Q) $\{X_n\}$,$\{Y_n\}$ are positive integrable and adapted to $\mathcal{F_n}$. Suppose $E(X_{n+1}|\mathcal{F_n})\leq X_n+Y_n$, with $\sum Y_n < \infty$ a.s. Prove that $X_n$ converges a.s. to a finite limit.
The first part of the answer is: Consider $W_{n}= X_n - \sum_{k=1}^{n}Y_k$ and the claim is that it is super martingale which I don't get.

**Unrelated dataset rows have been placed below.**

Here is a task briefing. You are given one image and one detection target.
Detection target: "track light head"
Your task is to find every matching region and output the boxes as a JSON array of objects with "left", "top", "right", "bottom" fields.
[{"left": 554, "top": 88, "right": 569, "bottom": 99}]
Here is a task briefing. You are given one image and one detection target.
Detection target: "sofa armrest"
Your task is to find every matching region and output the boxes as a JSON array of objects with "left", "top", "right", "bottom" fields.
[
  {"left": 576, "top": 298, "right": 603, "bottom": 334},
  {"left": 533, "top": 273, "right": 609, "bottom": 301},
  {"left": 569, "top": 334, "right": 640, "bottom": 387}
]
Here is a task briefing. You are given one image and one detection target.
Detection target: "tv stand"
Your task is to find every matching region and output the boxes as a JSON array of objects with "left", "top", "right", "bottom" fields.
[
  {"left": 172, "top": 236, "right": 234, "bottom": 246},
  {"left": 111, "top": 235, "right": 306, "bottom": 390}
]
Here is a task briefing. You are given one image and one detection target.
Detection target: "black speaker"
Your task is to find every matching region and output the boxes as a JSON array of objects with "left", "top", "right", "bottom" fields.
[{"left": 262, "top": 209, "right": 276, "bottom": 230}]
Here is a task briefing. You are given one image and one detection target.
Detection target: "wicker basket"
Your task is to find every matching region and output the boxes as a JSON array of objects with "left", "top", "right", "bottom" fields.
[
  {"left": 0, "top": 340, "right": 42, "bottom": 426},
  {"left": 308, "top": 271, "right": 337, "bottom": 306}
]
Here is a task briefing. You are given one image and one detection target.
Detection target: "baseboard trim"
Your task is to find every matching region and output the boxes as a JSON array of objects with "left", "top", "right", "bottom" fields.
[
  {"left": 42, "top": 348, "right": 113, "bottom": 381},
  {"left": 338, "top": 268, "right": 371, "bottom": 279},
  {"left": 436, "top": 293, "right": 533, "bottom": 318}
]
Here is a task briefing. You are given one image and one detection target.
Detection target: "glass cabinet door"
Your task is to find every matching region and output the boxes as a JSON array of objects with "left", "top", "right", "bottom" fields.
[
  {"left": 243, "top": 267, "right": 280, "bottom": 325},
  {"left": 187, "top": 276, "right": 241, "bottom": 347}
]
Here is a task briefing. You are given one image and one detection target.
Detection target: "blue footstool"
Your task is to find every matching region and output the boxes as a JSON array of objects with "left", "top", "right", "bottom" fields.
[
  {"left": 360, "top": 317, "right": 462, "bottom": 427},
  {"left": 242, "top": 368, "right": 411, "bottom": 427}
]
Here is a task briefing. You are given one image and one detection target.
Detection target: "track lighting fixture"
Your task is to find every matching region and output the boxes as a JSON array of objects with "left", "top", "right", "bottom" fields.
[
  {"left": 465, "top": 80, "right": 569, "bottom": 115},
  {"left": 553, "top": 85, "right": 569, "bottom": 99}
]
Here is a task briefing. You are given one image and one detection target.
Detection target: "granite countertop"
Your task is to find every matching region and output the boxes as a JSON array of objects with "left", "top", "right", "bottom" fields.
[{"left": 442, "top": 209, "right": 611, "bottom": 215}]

$$E[W_{n+1}|\mathcal{F_n}] = E[X_{n+1}|\mathcal{F_n}]-\sum_{k=1}^{n+1}E[Y_k|\mathcal{F_n}] \leq X_n-\sum_{k=1}^{n}E[Y_k|\mathcal{F_n}] + Y_n-E[Y_{n+1}|\mathcal{F_n}] = $$ $$W_n+Y_n-E[Y_{n+1}|\mathcal{F_n}]$$
So I don't understand why $Y_n-E[Y_{n+1}|\mathcal{F_n}] \leq 0$? It is not given that $\{Y_n\}$ is a sub martingale. Thanks and appreciate a hint.